In one sense the reduction of the Easter weekend death toll to 10 people is good news, the number killed being just over half the number killed on our roads in the same weekend last year.

But when we look at those 10 people we quickly realise that the toll was 10 people too many.

The police had a lot of manpower on the highways, and this is one of the reasons why there was no major fatal accident on a main road. Most drivers are careful. The small minority who refuse to accept that the Highway Code lays down the law and offers many best practices can be cowed into submission by being pulled over by the police.

As we have said before, our law does lay down quite steep fines, jail terms and other penalties for traffic offences. The problem is not so much the need for harsher punishment for infringing the law but the need to catch those who break the rules.

The only legal improvement we see that would be useful is a points system, where points are awarded for the more minor infractions of the law and the licence suspended for a while when the total reaches 10 or 20 points.

The main improvement required is giving the police adequate resources to catch those who break the law. More speed traps, more patrolling cars or motorbikes, and a good supply of breathalysers would tame our roads rather quickly.

The need for this is seen in who was killed over the holiday. The police report that most of those who died were pedestrians hit by vehicles on minor urban roads. We all know the problems.

Drivers complain that there are many pedestrians wearing dark clothes, walking on the edge of the road instead of the verge, walking with their backs to the traffic, and late at night quite often being a bit unsteady on their feet.

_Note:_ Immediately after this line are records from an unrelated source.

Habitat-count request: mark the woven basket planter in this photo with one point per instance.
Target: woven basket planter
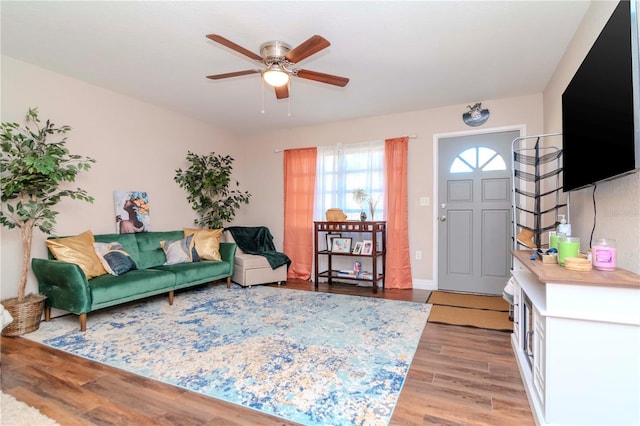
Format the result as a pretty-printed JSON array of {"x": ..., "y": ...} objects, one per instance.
[{"x": 26, "y": 314}]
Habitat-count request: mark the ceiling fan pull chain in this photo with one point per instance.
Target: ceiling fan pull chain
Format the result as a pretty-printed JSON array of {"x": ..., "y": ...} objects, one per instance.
[
  {"x": 289, "y": 100},
  {"x": 262, "y": 92}
]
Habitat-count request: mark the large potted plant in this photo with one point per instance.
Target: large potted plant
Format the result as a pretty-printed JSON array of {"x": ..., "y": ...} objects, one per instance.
[
  {"x": 33, "y": 171},
  {"x": 208, "y": 181}
]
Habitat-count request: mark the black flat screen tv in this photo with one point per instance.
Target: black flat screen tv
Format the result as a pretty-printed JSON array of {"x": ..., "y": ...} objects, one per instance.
[{"x": 601, "y": 106}]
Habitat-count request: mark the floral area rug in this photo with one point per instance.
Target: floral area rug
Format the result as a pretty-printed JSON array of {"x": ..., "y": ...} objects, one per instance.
[{"x": 307, "y": 357}]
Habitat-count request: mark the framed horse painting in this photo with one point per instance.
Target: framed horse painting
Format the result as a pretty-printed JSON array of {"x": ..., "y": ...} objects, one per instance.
[{"x": 132, "y": 212}]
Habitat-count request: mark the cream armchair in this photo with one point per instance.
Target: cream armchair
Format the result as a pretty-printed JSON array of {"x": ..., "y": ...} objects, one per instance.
[{"x": 253, "y": 269}]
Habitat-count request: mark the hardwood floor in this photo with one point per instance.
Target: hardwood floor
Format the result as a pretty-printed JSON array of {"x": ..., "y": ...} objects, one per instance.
[{"x": 459, "y": 376}]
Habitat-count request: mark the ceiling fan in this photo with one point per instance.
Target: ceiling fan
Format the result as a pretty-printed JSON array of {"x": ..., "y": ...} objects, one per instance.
[{"x": 279, "y": 60}]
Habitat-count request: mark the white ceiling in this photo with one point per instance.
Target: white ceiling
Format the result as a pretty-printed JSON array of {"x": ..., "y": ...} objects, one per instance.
[{"x": 399, "y": 55}]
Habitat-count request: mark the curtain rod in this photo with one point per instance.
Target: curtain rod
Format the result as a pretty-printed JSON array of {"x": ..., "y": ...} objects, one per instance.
[{"x": 278, "y": 150}]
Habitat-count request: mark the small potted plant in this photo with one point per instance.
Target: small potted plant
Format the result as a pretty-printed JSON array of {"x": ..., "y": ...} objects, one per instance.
[
  {"x": 33, "y": 171},
  {"x": 207, "y": 182},
  {"x": 360, "y": 197}
]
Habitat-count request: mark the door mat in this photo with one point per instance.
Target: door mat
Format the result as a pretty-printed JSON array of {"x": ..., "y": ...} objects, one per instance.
[{"x": 470, "y": 310}]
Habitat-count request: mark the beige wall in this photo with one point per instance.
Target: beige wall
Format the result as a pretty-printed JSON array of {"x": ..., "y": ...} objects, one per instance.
[
  {"x": 616, "y": 213},
  {"x": 138, "y": 146}
]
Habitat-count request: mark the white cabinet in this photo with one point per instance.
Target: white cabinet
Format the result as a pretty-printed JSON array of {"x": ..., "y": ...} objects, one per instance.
[{"x": 577, "y": 342}]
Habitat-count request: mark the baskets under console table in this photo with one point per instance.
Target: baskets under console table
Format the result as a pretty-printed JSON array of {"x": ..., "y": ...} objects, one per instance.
[{"x": 374, "y": 231}]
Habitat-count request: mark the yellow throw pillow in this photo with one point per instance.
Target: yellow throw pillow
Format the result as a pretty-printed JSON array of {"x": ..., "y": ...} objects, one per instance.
[
  {"x": 207, "y": 242},
  {"x": 78, "y": 250},
  {"x": 178, "y": 251}
]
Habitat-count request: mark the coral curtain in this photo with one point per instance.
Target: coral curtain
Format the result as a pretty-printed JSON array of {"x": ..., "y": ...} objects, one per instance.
[
  {"x": 299, "y": 185},
  {"x": 398, "y": 261}
]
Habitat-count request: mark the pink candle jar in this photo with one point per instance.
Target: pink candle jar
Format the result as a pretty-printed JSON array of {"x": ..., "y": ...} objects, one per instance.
[{"x": 603, "y": 254}]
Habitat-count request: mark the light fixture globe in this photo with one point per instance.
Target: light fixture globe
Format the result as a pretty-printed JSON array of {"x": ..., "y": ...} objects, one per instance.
[{"x": 275, "y": 76}]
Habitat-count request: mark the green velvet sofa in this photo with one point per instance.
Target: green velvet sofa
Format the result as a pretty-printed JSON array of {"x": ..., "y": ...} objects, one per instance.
[{"x": 67, "y": 288}]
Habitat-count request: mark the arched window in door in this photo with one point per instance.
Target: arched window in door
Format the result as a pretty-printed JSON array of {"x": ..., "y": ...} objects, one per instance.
[{"x": 479, "y": 157}]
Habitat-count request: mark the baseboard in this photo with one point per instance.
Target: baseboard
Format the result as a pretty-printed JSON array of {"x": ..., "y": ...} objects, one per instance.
[{"x": 424, "y": 285}]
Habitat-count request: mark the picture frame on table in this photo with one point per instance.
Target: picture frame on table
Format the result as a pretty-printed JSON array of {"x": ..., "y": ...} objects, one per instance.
[
  {"x": 367, "y": 248},
  {"x": 341, "y": 245},
  {"x": 331, "y": 237},
  {"x": 357, "y": 248}
]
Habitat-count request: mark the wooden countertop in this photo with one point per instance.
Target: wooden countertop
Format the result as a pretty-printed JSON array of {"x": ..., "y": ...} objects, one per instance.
[{"x": 552, "y": 272}]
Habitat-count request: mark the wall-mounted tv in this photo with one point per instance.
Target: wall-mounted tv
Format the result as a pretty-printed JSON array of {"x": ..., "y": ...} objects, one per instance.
[{"x": 601, "y": 106}]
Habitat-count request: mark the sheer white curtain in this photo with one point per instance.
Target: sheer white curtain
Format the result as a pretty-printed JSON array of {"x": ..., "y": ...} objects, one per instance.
[{"x": 341, "y": 169}]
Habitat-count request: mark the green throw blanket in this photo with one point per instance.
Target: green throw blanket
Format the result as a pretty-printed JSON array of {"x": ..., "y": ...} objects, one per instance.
[{"x": 258, "y": 240}]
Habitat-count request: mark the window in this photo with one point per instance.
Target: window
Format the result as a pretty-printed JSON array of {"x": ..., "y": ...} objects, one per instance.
[
  {"x": 344, "y": 168},
  {"x": 485, "y": 159}
]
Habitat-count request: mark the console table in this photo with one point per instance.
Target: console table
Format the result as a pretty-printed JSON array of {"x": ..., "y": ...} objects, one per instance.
[
  {"x": 576, "y": 339},
  {"x": 375, "y": 231}
]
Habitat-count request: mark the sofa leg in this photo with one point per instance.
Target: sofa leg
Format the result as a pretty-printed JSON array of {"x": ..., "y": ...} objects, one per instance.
[{"x": 83, "y": 322}]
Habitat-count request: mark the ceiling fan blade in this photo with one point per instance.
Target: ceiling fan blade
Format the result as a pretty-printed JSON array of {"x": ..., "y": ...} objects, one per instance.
[
  {"x": 231, "y": 45},
  {"x": 282, "y": 92},
  {"x": 232, "y": 74},
  {"x": 323, "y": 78},
  {"x": 313, "y": 45}
]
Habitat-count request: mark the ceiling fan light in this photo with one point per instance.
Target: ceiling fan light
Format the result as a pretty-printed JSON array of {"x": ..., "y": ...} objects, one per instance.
[{"x": 275, "y": 77}]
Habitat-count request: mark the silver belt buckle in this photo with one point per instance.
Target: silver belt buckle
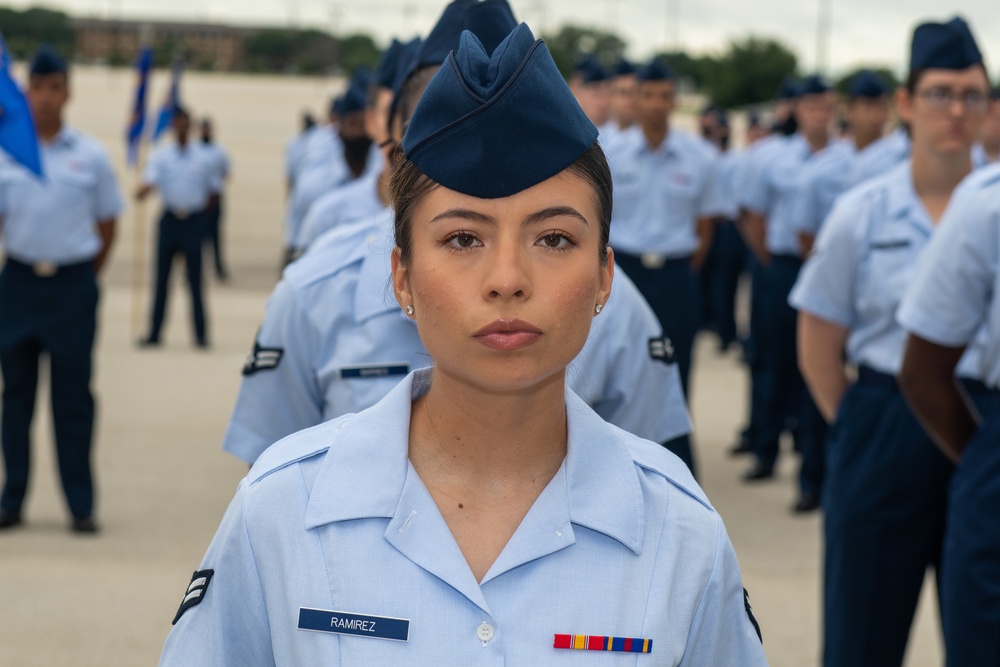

Pedestrians complain that many cars are going far too fast, that the verges are impassible being under long grass and weeds, and that, late at night, many drivers are fairly obviously well over the alcohol limit.

Everyone needs to be more careful. Improvements are possible. There was a time when every year a fair number of cyclists were killed at night. Security companies and the publishing houses who use cyclists to deliver newspapers then issued cheap reflective vests. Suddenly the death toll dropped dramatically. Drivers could see cyclists.

We need campaigns to help our pedestrians stay alive. If they wore a reflective sash or vest, or even just had a large white hanky in their hand, and walked facing oncoming traffic, then fewer would be hit. Drivers need to be far more alert about pedestrians. It is odd that someone can pass driving tests and be licensed without ever having a driving lesson at night. Many drivers are not aware of the dangers of night driving.

Random breathalyser testing has been found to be a really effective way of cutting accident rates, and especially night accidents, in many countries.

Once again it is a problem of police resources. A few extra cars cruising the back roads and pulling over the bad drivers while giving advice to dark-clothed pedestrians weaving their way on the left-side of the roads could help tremendously.

Even the cycle patrols could give that advice, and static roadblocks along roads leading from bars could be equipped with breathalysers.

It is noticeable that there are far fewer traffic police on the roads after dark than during day shift hours.

Cutting accident rates and death tolls on the roads is not going to be easy. It requires a long campaign. But we need that campaign. If we had the same accident rates as the countries with the toughest law enforcement, then we would lose about three people a month on our roads, and perhaps just one over Easter. It is possible.